Wednesday, August 8, 2012

Back to the nineteenth century




As most people know nothing about nuclear power, so do not know whether or not we are facing the end of this energy source.

I understand that after the disaster in Japan, maybe the risk does not outweigh the obvious benefits it brings. But I know that we are not aware of it.

So far, the paralysis of the central Fukushima temporarily left in the dark of the country, with the subsequent collapse of transport and supplies.

Can you imagine the widespread blackout nuclear energy worldwide, as some politicians seem to be asking?

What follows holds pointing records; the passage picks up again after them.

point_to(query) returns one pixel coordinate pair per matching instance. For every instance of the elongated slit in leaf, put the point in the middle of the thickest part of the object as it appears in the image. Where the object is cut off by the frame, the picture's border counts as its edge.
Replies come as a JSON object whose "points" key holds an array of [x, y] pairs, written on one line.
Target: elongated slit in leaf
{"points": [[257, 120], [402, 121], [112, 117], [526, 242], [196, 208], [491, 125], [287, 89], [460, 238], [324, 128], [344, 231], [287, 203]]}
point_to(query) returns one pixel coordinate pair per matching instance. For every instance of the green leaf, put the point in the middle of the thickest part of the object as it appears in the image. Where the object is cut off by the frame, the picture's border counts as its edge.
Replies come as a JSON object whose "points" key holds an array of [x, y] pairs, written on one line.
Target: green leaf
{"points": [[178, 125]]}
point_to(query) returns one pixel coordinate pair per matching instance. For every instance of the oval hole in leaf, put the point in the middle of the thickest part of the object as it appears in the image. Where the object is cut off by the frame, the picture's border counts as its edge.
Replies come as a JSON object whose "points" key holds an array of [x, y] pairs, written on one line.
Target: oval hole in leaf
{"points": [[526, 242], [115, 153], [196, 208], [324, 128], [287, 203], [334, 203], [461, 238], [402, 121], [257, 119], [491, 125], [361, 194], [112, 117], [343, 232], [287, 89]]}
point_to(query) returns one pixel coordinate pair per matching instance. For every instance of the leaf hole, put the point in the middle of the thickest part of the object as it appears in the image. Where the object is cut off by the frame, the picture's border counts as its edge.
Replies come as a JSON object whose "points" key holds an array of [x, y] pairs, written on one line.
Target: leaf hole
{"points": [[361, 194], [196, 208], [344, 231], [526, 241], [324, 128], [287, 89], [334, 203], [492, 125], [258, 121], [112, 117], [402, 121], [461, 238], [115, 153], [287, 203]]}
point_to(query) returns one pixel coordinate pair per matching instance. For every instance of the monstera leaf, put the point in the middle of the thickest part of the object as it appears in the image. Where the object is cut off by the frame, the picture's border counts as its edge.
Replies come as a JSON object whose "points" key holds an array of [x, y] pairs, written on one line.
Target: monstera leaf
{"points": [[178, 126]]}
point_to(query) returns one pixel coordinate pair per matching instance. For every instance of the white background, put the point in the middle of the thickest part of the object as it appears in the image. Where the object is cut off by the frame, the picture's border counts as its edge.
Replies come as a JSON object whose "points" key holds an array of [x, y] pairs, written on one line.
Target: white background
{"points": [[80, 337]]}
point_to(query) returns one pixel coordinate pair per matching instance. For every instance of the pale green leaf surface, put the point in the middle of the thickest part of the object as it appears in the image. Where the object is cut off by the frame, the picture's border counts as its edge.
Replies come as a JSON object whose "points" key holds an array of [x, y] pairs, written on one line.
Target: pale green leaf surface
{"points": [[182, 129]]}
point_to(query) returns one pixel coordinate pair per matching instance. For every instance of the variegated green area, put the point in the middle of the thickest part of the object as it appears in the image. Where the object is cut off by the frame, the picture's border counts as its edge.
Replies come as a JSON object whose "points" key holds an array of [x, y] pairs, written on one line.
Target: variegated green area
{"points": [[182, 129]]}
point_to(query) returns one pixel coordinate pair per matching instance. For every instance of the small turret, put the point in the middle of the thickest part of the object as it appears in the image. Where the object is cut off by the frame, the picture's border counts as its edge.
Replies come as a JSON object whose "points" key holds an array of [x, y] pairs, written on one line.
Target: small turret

In the absence of other alternatives, now that would be a real economic crisis, with a reversal of decades reached in the collective welfare of humanity.

So it is understood that the emerging countries that barely begin to leave an endemic underdevelopment, such as China and India, and to a lesser extent, Brazil, South Africa and others, are most reluctant to question this kind of energy.

Of course, if in the end we have no other, we must adapt to the grim economic scenario reflux until now no environmentalist or anti-nuclear group has dared to explain.

Yes there is, for now, beneficiaries of such a catastrophe as oil producers Gaddafi, even dancing on the corpses of their enemies recently massacred, and the glitzy Persian Gulf satrapies.

Of course, the subjects of these regimes, anchored for centuries in an ominous Middle Ages would not notice any difference in your personal situation under the tyrannies that are already suffering.